What Really Happens To Your Body When You Bite Your Nails

Biting your nails can be a hard habit to break, but it can also be a painful one. Most of the time you might not even be aware that you're doing it, although the consequences are pretty hard to miss. More often than not you can find yourself with sore, damaged skin around the nail which can increase the risk of infection due to it being an open wound (via Mayo Clinic).

Not only that, but biting your nails can affect other parts of your body as well, and can lead to dental problems, according to the Cleveland Clinic, as you end up using quite a large amount of force when chewing and biting them.

And seeing as the hands and fingers are one of the most common places to find germs, it's inevitable for those germs to be transferred into the mouth and therefore increase the risk of catching colds and other types of viruses like COVID-19 or the flu.

Biting your nails can lead to infections

Colds and flu aren't the only thing you can catch from biting your nails. As Time magazine notes, bacteria called enterobacteriaceae are often found on the hands and fingers after being in contact with an infected surface. This bacteria, which includes salmonella and E. coli, thrive under the crevice between the nail tips. If you bite your nails, this bacteria is then transferred to your mouth and gut leading to cases of gastro-intestinal infections which can include diarrhoea, abdominal pain, and vomiting.

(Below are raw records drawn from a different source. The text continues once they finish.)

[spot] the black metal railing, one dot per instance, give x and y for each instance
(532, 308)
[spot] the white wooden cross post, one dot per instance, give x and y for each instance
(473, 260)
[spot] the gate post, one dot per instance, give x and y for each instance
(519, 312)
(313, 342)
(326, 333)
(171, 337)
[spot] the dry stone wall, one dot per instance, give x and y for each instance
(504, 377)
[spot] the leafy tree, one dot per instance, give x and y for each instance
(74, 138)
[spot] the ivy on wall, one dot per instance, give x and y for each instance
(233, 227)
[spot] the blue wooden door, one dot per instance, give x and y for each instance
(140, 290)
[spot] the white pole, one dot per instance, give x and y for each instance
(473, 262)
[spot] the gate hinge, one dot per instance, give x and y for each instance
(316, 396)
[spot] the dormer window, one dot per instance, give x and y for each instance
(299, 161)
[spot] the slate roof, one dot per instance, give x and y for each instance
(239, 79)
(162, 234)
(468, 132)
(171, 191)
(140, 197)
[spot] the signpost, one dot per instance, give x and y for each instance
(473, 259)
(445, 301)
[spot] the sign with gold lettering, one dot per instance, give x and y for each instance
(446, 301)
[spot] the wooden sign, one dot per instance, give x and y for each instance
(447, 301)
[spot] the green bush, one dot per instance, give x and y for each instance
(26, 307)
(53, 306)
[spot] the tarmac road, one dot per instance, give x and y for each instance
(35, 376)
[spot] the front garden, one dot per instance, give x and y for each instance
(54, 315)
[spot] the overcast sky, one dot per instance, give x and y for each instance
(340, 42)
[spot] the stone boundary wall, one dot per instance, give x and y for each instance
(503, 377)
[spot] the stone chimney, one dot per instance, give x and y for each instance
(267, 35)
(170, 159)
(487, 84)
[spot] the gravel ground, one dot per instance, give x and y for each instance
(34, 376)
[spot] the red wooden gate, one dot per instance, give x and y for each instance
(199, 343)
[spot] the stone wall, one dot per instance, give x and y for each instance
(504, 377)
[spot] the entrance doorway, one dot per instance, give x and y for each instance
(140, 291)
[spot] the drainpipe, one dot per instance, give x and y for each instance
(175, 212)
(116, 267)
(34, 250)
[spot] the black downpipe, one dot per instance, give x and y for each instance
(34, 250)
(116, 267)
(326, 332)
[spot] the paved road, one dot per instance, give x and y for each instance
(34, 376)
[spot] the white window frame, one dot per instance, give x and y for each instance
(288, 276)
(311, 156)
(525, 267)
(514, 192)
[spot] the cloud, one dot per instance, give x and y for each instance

There's another bacterial infection common to nail biters — paronychia. This infection usually occurs on the skin around the cuticle or up the sides of a nail, and usually presents with inflammation around the affected site. According to DermNet NZ, the bacterial infection is caused by a break in the skin mixed with Staphylococcus aureus, Streptococcus pyogense, Pseudomonas, and other bacterial pathogens like the cold sore virus and yeast.